Health Ministry employees, who have run seven tests so far since Nov. 4, 2005, and will continue with five to six per week this year until they cover all of La Vicentina, are pouring fluoresceine, a fluorescent green substance, into the toilets in each home, González said. If the substance seeps out onto the street gutters, homes that empty the contents of their septic tanks onto the street will be identified, and the Health Ministry will issue an official order for them to stop, she said, adding that so far all of the tests have yielded negative results.

Although residents and neighbors say it is obvious that the area is contaminated with sewage, the Paraíso health director said this testing method was chosen to be able to apply the appropriate legal mechanism on each individual homeowner.

Because the paperwork specifies that each home is responsible for its own sewage treatment system, the Public Health Ministry cannot order the ParaísoMunicipality or the developers to build a treatment system for the community, she said.

González explained the tests are run with each homeowner’s permission, which they have obtained so far. If a homeowner refuses to let them in, the Health Ministry would pair up with police to obtain a search warrant to enter the home, she said.

Asked what would happen if all the tests turned out negative, González replied that despite the bad odors that La Vicentina residents constantly complain about, the ministry would “establish that no black waters are being emptied (onto the gutters).”

In January, La Vicentina neighbor García denounced the ParaísoMunicipality before the Environment Tribunal, an administrative court under the Ministry of the Environment and Energy (MINAE), for sending contaminated water through his property.

He said municipal workers connected a ditch outside his property to one inside his finca that runs to the stream.

The tribunal sent inspectors to the area in January, but has not yet resolved the complaint.

The Tico Times asked Carlos Briceño, Environment Tribunal president, details about the case, but Briceño said the tribunal is not allowed to comment on unresolved cases.

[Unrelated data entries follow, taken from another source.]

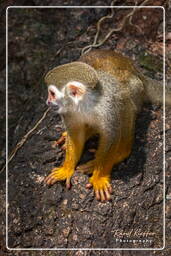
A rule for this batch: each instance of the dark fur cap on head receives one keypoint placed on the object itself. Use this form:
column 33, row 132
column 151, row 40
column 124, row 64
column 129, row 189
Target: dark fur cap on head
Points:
column 74, row 71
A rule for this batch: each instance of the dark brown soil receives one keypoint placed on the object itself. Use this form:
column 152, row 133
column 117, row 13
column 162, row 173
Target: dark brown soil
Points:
column 43, row 217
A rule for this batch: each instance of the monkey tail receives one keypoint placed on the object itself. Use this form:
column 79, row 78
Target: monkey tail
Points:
column 154, row 91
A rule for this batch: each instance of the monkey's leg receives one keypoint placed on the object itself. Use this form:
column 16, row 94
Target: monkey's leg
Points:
column 74, row 146
column 100, row 180
column 61, row 141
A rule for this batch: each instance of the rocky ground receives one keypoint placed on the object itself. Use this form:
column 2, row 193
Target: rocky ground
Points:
column 43, row 217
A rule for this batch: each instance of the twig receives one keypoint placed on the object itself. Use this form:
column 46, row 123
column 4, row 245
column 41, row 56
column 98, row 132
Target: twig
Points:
column 129, row 15
column 24, row 139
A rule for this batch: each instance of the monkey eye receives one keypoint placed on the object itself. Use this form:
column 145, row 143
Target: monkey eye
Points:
column 52, row 94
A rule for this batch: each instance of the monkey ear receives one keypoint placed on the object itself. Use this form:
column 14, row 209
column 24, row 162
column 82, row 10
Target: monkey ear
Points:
column 76, row 90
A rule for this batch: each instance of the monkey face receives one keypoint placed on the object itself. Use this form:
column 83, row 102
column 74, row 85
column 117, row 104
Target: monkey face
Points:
column 67, row 98
column 55, row 98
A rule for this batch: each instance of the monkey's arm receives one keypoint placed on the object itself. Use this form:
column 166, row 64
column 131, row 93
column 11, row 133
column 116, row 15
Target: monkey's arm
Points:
column 74, row 145
column 113, row 148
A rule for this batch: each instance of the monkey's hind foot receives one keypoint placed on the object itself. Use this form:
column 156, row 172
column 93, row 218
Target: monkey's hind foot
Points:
column 87, row 167
column 102, row 187
column 59, row 174
column 61, row 141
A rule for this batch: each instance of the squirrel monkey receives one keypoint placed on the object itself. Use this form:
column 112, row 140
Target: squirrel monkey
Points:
column 101, row 93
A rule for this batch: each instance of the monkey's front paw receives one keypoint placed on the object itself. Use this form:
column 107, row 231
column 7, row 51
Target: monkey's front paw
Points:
column 87, row 167
column 102, row 187
column 59, row 174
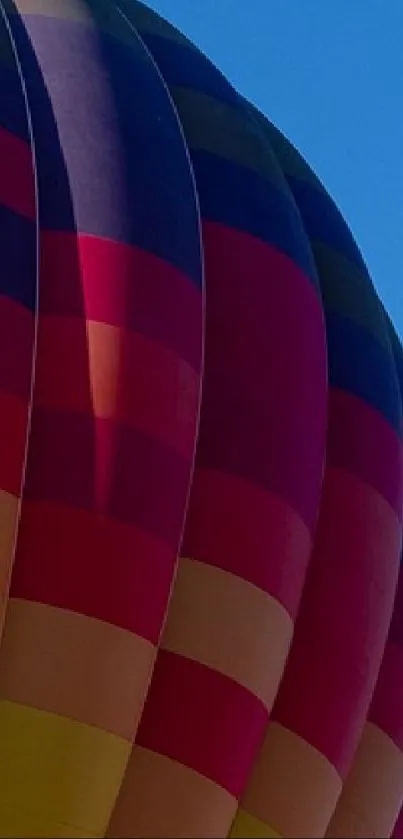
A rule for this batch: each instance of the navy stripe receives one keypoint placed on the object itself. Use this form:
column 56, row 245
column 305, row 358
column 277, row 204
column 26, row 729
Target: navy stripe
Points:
column 182, row 66
column 237, row 197
column 360, row 366
column 18, row 258
column 112, row 161
column 12, row 107
column 323, row 221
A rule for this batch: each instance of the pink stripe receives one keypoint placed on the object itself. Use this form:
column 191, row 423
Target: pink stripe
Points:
column 91, row 564
column 398, row 831
column 139, row 382
column 264, row 392
column 361, row 441
column 387, row 705
column 203, row 720
column 95, row 464
column 110, row 282
column 17, row 187
column 247, row 531
column 396, row 629
column 344, row 619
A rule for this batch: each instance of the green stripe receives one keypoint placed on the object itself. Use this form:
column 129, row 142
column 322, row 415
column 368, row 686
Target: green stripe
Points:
column 292, row 163
column 346, row 291
column 213, row 126
column 150, row 23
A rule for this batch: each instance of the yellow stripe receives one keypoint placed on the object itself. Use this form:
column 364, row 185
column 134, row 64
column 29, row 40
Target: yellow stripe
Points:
column 66, row 773
column 246, row 826
column 29, row 825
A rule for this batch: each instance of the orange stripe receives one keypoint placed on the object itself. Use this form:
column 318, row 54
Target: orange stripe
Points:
column 372, row 794
column 293, row 788
column 229, row 625
column 156, row 809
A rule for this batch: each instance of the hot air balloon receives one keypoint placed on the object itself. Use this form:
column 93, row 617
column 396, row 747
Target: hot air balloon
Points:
column 201, row 474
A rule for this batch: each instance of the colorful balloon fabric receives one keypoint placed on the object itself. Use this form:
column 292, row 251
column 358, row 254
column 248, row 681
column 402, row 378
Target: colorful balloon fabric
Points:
column 201, row 475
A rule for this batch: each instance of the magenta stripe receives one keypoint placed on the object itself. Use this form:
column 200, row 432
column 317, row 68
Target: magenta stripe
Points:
column 387, row 705
column 264, row 394
column 343, row 621
column 110, row 282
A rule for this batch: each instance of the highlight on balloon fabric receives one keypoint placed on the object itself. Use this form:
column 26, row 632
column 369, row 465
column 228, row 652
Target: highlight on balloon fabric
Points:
column 201, row 469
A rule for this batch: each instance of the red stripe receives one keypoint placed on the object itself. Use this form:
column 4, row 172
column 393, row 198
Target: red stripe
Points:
column 396, row 629
column 17, row 336
column 117, row 374
column 245, row 530
column 110, row 282
column 92, row 464
column 361, row 441
column 203, row 720
column 343, row 622
column 387, row 705
column 13, row 431
column 17, row 185
column 264, row 392
column 89, row 563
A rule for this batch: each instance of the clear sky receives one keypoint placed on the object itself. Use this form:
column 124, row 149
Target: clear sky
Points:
column 329, row 73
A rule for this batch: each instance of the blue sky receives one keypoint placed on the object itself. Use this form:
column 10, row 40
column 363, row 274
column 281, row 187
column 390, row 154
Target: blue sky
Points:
column 329, row 74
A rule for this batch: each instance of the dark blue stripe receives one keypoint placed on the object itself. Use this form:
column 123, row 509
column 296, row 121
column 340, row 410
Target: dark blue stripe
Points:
column 237, row 197
column 127, row 176
column 359, row 365
column 182, row 66
column 323, row 221
column 12, row 107
column 397, row 350
column 18, row 258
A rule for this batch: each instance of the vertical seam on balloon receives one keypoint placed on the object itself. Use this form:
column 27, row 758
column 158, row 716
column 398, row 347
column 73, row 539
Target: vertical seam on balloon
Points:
column 152, row 60
column 20, row 72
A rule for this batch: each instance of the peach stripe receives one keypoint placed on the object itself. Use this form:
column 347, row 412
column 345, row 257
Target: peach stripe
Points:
column 372, row 794
column 228, row 624
column 293, row 788
column 148, row 804
column 74, row 666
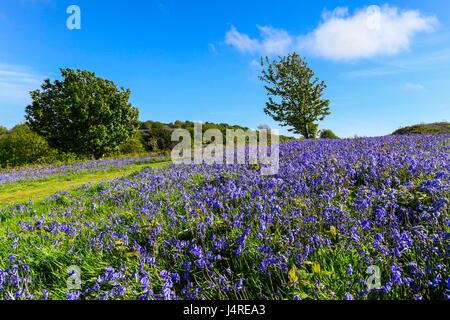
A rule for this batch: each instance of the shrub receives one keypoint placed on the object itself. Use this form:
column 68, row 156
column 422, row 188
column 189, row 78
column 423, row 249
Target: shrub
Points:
column 132, row 146
column 22, row 146
column 328, row 134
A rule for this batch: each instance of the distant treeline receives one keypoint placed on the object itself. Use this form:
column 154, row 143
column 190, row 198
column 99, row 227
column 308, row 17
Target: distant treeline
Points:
column 156, row 136
column 21, row 146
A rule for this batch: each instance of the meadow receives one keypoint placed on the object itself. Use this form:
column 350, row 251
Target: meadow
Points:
column 335, row 208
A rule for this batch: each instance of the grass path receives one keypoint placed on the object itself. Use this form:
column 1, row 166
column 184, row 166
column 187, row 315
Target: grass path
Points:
column 42, row 188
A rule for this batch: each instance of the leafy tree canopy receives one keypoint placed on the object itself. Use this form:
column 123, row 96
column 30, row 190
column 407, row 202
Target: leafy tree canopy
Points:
column 295, row 95
column 82, row 113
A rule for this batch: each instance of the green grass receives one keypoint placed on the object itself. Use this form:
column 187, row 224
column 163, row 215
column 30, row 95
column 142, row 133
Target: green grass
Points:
column 40, row 189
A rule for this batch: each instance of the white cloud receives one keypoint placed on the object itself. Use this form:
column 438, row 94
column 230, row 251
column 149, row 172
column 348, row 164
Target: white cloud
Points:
column 369, row 32
column 272, row 41
column 15, row 84
column 413, row 87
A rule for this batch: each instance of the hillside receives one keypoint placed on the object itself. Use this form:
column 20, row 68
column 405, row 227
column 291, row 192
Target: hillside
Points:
column 430, row 128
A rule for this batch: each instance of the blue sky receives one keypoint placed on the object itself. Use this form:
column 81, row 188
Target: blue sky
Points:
column 385, row 66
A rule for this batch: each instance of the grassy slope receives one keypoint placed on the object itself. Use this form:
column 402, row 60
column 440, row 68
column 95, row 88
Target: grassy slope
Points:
column 431, row 128
column 42, row 188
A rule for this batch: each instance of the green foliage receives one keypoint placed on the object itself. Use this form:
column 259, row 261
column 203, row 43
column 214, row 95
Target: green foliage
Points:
column 432, row 128
column 295, row 96
column 3, row 130
column 22, row 146
column 82, row 113
column 156, row 136
column 328, row 134
column 134, row 145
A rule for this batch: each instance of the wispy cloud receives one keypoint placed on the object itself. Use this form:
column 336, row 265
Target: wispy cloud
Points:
column 369, row 32
column 413, row 87
column 15, row 84
column 272, row 41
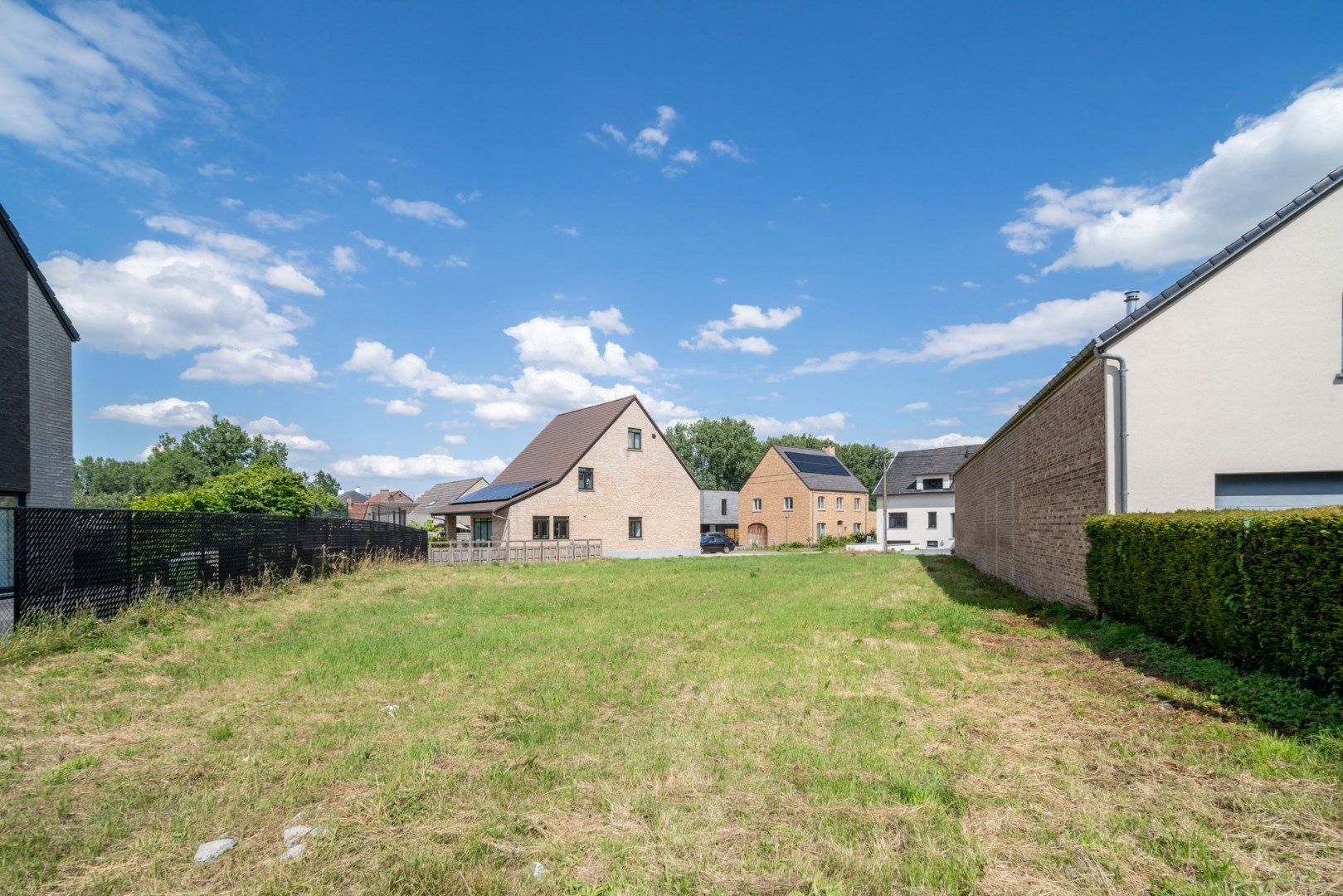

García also blames La Vicentina residents for dumping their waste into the gutter. However, Biolley argued that this method is not uncommon in Paraíso and many other cantons around Costa Rica. The difference is, other cantons do not have open-air sewer systems, she said.

In the meantime, the municipality will continue building a 100-meter pipeline to drain the black-water lagoon.

“This was approved in the (neighborhood’s) construction plan. It is the only solution,”municipality engineering assistant Guzmán said, adding that the stream is public property.

Municipality legal advisor Aldo Mata said the municipality is currently studying whether the pond was formed because of low ground penetrability or as a result of the construction of La Vicentina.

Until the municipality is able to determine the origins of the pond, it will not take action to drain it again, because if it is the developer’s responsibility, it will be his duty, Mata said.